Recent work with a design firm yielded an updated plan for a 185,000 square foot facility to include a 100 room inn, up to 100 apartments, retail and meeting space and a restaurant. It involves the university only contributing the necessary land and, as of now, no money. Beyond the value of the land, the rest of the $89 million project will be funded and managed privately.

The idea has been included in, at least, URI’s last three capital budget submissions and was mentioned to some degree in the 2000 Kingston Campus Master Plan, but it has recently gained more traction.

“We’ve focused some more attention on it this year,” said Assistant Vice President J. Vernon Wyman, the URI administrator largely responsible for capital planning, financing and real estate. “There have been some informal expressions of interest from parties that were aware of our aspirations,” he added.
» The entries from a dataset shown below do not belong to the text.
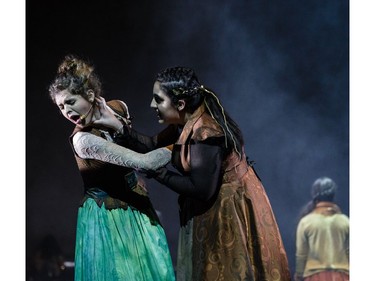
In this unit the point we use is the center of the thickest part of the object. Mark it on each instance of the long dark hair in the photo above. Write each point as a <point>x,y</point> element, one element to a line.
<point>77,76</point>
<point>182,83</point>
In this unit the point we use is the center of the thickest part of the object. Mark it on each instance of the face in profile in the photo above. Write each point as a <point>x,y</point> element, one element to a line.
<point>75,108</point>
<point>166,111</point>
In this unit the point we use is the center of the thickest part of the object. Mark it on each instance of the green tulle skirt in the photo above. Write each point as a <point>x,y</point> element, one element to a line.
<point>118,244</point>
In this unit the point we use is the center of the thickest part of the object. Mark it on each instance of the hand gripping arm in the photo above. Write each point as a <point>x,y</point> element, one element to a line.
<point>89,146</point>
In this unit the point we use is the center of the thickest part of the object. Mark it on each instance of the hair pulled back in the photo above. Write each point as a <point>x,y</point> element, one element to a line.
<point>323,189</point>
<point>182,83</point>
<point>76,76</point>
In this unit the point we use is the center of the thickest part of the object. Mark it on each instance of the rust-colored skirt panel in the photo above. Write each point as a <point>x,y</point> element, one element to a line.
<point>238,238</point>
<point>328,276</point>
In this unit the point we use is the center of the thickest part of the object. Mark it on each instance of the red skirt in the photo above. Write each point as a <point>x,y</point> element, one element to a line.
<point>328,276</point>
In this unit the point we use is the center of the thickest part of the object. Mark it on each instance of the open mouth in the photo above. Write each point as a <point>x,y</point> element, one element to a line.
<point>75,119</point>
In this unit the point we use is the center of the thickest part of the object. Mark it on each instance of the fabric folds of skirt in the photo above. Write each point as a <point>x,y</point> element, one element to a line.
<point>119,244</point>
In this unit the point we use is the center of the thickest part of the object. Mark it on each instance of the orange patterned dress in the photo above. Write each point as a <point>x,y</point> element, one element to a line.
<point>235,235</point>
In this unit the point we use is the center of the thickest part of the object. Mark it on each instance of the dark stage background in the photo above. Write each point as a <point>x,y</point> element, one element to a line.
<point>281,70</point>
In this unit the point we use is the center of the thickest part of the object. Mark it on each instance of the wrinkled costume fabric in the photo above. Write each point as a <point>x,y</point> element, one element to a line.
<point>119,236</point>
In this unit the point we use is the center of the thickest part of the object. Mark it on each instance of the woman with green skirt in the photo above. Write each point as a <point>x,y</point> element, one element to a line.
<point>119,235</point>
According to Wyman, a market study will begin later this month to better determine interest from private operators, as well as survey any activities on campus that could generate activity for the hotel, restaurant and other businesses in the facility. Wyman lists special events, the Thomas M. Ryan Center, athletics, guest lecturers, human resources and even student organizations as possible beneficiaries of the plan. The university’s bookstore could also be relocated to the new facility.

“Every student organization that’s active on the campus will be brought into the survey process to understand what activities get developed over an annual cycle,” said Wyman. According to him, the new facility would give students greater options on a campus that he admits is “slightly isolated.”

As the campus-wide demand for housing increases, the included apartments would also create more options for students interested in living in Kingston.

“We’ve been doing evaluations of [the demand for on-campus housing] and this is another way that could be addressed – potentially leveraging private investment,” Wyman said. The plan to include apartments has expanded recently, he added. The Providence Journal inaccurately reported the cost of the project as $57 million, based off a previous plan that included fewer apartments.

Following the conclusion of the market study, according to Wyman potentially even later this school year, requests for proposals will be made as private investors are brought on board. For any land to be granted, a “development contract” will give the university a say over design and architecture, the use of the facility, and other stipulations.

Wyman stressed that any of the current ideas are subject to being changed based on the results of the market study, saying “at this stage it’s largely planning.” However, he offered the hypothetical that “if everything fell in place, and we went through a series of steps, it might be July of 2019…that might be the soonest you could expect to see this project coming to closure.”